Integrate text-generation pipeline from inference.py to TSModelForCausalLM #300

jiqing-feng · 2023-04-23T07:53:25Z

Hi @echarlaix . I have integrated my changes from inference.py to TSModelForCausalLM, refer to: #227.

I also use the function export_model to enable ipex model in TSModelForCausalLM. Would like your opinion. Thanks!

HuggingFaceDocBuilderDev · 2023-04-23T07:59:16Z

The documentation is not available anymore as the PR was closed or merged.

echarlaix

Thanks a lot for this integration @jiqing-feng

echarlaix · 2023-04-24T17:06:51Z

optimum/intel/generation/modeling.py

@@ -81,9 +81,34 @@ def load_model(file_name: Union[str, Path]):
        torch.jit.freeze(model.eval())
        return model

+    @staticmethod
+    def jit_trace(model: PreTrainedModel, task: str, config: PretrainedConfig, use_cache: bool = True):


I think it would make sense to create a separate function trace (working for all architectures not only causal LM) and to use it in TSModelForCausalLM._from_transformers instead of having jit_trace and export_model methods.

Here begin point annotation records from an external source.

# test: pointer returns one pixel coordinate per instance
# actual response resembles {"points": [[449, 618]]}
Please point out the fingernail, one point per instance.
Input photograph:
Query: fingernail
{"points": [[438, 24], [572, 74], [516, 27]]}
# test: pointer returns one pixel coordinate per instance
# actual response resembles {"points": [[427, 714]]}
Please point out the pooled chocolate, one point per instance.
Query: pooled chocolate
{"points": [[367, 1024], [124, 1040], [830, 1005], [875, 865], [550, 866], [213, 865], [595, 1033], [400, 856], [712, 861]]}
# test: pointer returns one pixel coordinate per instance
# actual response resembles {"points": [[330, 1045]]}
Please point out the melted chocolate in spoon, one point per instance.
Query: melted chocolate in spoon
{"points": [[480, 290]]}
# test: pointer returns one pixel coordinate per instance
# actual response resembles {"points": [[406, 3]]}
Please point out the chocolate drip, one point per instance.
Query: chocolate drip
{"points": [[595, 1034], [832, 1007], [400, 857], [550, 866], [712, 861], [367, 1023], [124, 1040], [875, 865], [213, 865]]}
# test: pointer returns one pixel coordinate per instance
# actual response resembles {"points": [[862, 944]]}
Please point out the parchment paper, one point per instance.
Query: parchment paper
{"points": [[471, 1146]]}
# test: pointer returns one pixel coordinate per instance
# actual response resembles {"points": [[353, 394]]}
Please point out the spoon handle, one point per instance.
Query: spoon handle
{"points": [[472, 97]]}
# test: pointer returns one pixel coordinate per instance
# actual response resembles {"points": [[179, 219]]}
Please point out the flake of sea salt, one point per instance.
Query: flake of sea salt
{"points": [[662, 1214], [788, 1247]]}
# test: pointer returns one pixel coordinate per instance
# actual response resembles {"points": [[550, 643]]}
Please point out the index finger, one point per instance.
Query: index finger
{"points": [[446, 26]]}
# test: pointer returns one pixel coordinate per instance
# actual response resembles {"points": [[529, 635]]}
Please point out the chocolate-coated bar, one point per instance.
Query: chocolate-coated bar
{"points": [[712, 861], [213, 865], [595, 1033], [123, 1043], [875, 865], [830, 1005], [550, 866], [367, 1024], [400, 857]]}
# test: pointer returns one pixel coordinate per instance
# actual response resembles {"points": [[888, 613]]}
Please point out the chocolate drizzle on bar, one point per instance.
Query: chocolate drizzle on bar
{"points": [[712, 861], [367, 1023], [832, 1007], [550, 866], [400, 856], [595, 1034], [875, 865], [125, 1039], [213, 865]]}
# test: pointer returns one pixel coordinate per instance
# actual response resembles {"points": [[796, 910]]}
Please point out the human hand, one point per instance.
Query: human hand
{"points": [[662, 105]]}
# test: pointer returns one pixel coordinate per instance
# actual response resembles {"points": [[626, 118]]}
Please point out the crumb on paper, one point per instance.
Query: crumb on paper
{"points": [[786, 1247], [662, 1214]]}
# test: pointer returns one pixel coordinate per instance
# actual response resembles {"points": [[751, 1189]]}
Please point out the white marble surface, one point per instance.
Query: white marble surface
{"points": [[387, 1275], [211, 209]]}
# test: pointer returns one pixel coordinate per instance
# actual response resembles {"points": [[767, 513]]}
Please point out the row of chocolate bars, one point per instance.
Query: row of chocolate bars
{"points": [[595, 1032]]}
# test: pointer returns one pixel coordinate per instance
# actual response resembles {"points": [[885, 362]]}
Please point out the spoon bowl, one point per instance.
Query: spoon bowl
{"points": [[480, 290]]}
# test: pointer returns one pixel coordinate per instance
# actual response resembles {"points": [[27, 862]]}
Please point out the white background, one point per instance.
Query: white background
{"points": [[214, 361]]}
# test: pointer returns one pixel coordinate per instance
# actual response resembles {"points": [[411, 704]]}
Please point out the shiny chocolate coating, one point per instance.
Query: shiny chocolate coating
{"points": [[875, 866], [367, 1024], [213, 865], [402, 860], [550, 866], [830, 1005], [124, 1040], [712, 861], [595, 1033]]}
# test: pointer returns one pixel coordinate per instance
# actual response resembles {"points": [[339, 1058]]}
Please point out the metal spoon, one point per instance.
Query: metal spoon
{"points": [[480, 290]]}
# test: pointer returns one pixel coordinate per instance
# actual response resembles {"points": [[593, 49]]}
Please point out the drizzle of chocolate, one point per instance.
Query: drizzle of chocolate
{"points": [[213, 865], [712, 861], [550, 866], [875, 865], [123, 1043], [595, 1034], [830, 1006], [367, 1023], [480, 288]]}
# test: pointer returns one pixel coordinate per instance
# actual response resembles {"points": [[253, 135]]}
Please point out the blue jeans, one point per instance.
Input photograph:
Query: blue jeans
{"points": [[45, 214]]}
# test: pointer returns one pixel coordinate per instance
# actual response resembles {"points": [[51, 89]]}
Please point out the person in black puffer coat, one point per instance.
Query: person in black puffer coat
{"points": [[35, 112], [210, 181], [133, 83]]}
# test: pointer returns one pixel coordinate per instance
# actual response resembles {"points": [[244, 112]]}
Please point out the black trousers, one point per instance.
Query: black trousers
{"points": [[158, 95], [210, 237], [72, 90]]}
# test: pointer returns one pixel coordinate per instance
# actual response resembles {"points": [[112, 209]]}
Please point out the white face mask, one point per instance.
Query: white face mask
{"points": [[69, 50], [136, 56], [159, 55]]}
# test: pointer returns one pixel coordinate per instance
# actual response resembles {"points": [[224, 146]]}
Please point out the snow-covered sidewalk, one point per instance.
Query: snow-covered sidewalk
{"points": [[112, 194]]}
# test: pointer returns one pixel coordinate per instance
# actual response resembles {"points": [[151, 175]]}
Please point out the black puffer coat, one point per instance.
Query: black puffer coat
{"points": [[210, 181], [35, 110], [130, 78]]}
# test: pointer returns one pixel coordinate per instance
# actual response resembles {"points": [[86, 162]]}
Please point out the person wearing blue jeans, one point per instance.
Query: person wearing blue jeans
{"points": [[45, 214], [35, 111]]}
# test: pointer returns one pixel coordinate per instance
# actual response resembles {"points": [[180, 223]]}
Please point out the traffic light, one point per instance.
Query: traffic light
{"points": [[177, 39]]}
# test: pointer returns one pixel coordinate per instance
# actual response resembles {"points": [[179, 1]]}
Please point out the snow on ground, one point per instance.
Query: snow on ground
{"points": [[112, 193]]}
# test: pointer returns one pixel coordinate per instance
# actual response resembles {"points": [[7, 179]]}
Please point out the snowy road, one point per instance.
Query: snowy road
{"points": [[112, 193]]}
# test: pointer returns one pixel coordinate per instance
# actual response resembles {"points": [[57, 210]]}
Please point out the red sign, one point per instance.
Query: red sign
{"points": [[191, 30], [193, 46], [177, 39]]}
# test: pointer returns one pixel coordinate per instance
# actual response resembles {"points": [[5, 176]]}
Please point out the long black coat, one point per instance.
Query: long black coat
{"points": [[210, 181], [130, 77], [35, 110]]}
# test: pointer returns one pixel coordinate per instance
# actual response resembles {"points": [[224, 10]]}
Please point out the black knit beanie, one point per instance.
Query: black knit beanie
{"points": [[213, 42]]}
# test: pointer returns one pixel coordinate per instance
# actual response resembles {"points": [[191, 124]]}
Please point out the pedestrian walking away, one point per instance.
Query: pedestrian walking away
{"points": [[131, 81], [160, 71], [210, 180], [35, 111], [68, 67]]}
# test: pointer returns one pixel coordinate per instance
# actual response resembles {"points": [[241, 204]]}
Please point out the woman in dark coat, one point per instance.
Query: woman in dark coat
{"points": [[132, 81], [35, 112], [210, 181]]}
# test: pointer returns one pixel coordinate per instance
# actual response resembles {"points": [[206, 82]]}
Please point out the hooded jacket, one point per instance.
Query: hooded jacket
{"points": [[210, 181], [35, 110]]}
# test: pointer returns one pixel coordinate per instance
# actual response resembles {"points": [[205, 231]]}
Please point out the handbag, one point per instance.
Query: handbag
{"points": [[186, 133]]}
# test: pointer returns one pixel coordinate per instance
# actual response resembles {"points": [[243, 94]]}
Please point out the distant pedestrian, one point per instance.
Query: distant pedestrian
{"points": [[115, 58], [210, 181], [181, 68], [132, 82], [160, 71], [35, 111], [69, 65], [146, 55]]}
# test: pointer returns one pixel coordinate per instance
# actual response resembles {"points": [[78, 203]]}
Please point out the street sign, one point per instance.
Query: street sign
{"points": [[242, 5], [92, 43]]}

jiqing-feng · 2023-04-25T12:27:11Z

Hi @echarlaix , I have created a separate function trace in a new file, could you please help to review it? Thanks!

BTW, the failed check seems not related to my changes.

echarlaix · 2023-04-25T15:14:11Z

optimum/intel/generation/tracing.py

+from optimum.exporters import TasksManager
+
+
+def prepare_jit_inputs(model: PreTrainedModel, task: str, use_cache: bool = True):


Could we keep prepare_jit_inputs and jit_trace in modeling.py ?

echarlaix · 2023-04-25T15:17:29Z

optimum/intel/ipex/inference.py

+                                        if self._model.task == "text-generation":
+                                            jit_model = jit_trace(
+                                                model=model,
+                                                task=self._model.task,
+                                                use_cache=self._original.config.use_cache,
+                                            )
+                                            model = TSModelForCausalLM(
+                                                model=jit_model,
+                                                config=self._original.config,
+                                                use_cache=self._original.config.use_cache,
+                                            )
+                                        else:
+                                            jit_inputs = []
+                                            dummy_input = self._model.tokenizer("")
+                                            for key in dummy_input:
+                                                jit_inputs.append(
+                                                    torch.ones((1, len(dummy_input[key])), dtype=torch.long)
+                                                )
+                                            model = torch.jit.trace(model, jit_inputs, strict=False)
+                                            model = torch.jit.freeze(model)
+                                            model(*jit_inputs)
+                                            model(*jit_inputs)


Why not :

Suggested change

if self._model.task == "text-generation":

jit_model = jit_trace(

model=model,

task=self._model.task,

use_cache=self._original.config.use_cache,

)

model = TSModelForCausalLM(

model=jit_model,

config=self._original.config,

use_cache=self._original.config.use_cache,

)

else:

jit_inputs = []

dummy_input = self._model.tokenizer("")

for key in dummy_input:

jit_inputs.append(

torch.ones((1, len(dummy_input[key])), dtype=torch.long)

)

model = torch.jit.trace(model, jit_inputs, strict=False)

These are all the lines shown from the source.